新堂さんと恋の糸
 私は手の中でいろんな角度から見ると、手のひら馴染む丸い曲線や、側面の細かな模様までまるで製品そのものみたいだった。
 その精巧さに驚いているのを、玲央くんは面白そうに見ている。

 「模型の素材は、合成樹脂とかですか?」
 「うん、基本は合成樹脂。最近は複合材料っていって、カーボンとか木材を混ぜ合わせたものもあるから、模型にする対象によって素材を変えたりすることもある。えーっと…ほらこれとか、ちゃんと木の質感が出てるでしょ?」
 「本当だ!手触りが違いますね」

 それから私は一通り話を聞いて、仕事風景などの写真を撮らせてもらった。

 お礼を言って玲央くんの仕事部屋を出る。
 新堂さんへの取材時間まではまだ少し時間があることを確認して、私は有働くんにカメラの使い方を聞くために電話をすることにした。

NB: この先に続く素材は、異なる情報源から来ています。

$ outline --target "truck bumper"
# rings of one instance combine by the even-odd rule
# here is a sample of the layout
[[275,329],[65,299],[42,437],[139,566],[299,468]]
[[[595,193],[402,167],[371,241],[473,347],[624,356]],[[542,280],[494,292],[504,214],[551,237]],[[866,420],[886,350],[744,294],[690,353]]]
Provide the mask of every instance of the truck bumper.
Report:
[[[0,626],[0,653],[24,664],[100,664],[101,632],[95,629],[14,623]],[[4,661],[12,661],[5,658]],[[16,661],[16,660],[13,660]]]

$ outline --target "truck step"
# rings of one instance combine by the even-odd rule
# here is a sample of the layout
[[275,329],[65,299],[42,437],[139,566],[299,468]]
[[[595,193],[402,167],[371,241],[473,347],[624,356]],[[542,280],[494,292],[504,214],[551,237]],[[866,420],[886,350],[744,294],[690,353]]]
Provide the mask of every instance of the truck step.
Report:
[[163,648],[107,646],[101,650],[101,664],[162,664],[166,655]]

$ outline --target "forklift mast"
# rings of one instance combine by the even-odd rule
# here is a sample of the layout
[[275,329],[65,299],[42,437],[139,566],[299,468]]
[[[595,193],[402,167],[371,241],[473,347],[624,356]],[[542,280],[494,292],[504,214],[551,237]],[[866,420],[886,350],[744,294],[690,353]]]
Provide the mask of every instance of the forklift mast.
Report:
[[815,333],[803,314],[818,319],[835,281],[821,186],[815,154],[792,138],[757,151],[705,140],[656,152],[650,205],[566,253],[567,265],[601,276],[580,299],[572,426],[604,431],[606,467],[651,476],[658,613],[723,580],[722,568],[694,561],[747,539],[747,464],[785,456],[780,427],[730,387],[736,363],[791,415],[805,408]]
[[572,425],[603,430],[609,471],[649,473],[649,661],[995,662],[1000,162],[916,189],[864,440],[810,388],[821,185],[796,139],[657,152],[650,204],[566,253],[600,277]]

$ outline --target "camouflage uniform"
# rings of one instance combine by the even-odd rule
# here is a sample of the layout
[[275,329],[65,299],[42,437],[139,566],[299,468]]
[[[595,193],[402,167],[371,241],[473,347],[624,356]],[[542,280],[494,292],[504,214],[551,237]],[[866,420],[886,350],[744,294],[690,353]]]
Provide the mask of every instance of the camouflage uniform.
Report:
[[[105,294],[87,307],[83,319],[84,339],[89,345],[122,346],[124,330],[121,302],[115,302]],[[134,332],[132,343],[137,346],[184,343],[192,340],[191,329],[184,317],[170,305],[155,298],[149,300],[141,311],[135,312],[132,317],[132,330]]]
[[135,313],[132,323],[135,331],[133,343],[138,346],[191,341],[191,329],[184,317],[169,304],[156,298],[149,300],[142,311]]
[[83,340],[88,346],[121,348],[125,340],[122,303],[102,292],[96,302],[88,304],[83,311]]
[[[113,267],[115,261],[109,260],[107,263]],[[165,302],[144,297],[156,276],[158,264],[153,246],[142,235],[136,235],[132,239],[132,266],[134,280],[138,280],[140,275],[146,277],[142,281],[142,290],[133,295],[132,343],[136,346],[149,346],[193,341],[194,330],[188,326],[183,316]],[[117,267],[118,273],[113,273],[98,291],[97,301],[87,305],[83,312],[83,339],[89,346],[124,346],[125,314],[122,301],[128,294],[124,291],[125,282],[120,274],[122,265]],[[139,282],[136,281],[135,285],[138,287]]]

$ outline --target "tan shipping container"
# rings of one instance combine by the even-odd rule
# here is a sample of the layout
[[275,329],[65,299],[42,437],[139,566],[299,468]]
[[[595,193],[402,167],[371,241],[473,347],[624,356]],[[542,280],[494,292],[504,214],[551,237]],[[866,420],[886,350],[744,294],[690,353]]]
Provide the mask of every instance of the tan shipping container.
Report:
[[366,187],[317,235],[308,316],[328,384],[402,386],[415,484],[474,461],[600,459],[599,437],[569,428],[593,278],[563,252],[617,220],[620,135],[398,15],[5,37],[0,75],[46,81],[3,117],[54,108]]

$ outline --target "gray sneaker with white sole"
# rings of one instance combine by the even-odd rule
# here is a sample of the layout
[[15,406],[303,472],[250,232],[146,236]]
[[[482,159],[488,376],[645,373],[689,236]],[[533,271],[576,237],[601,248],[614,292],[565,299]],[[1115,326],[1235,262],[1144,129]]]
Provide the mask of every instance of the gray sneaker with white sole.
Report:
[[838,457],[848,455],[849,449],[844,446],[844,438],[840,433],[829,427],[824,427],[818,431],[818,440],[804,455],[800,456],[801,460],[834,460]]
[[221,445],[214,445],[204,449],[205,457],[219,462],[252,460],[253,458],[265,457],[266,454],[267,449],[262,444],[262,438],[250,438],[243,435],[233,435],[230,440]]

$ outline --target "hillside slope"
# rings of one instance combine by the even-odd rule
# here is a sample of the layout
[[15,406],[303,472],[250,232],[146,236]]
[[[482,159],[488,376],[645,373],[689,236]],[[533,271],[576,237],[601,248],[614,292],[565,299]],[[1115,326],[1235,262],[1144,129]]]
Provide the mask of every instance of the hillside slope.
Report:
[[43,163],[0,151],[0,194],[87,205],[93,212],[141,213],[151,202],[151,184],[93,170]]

 「もしもし、有働くんまだ編集部にいる?今大丈夫?」
 『あぁ、いるけどどうした?』
 「あのね、貸してもらった一眼レフのことなんだけど…」

 私はさっきうまくピントを合わせることができなかったことや、今の設定が合っているのかを確認したいことを話す。

 『そこら辺って全部設定して渡さなかったっけ?』
 「ごめん、取り出していろいろ触っているうちに分かんなくなっちゃって」
 『何だそれ、櫻井らしいわ』

 電話の向こうで笑った有働くんが、ちょっと待ってと言ってどこかへ移動する気配がする。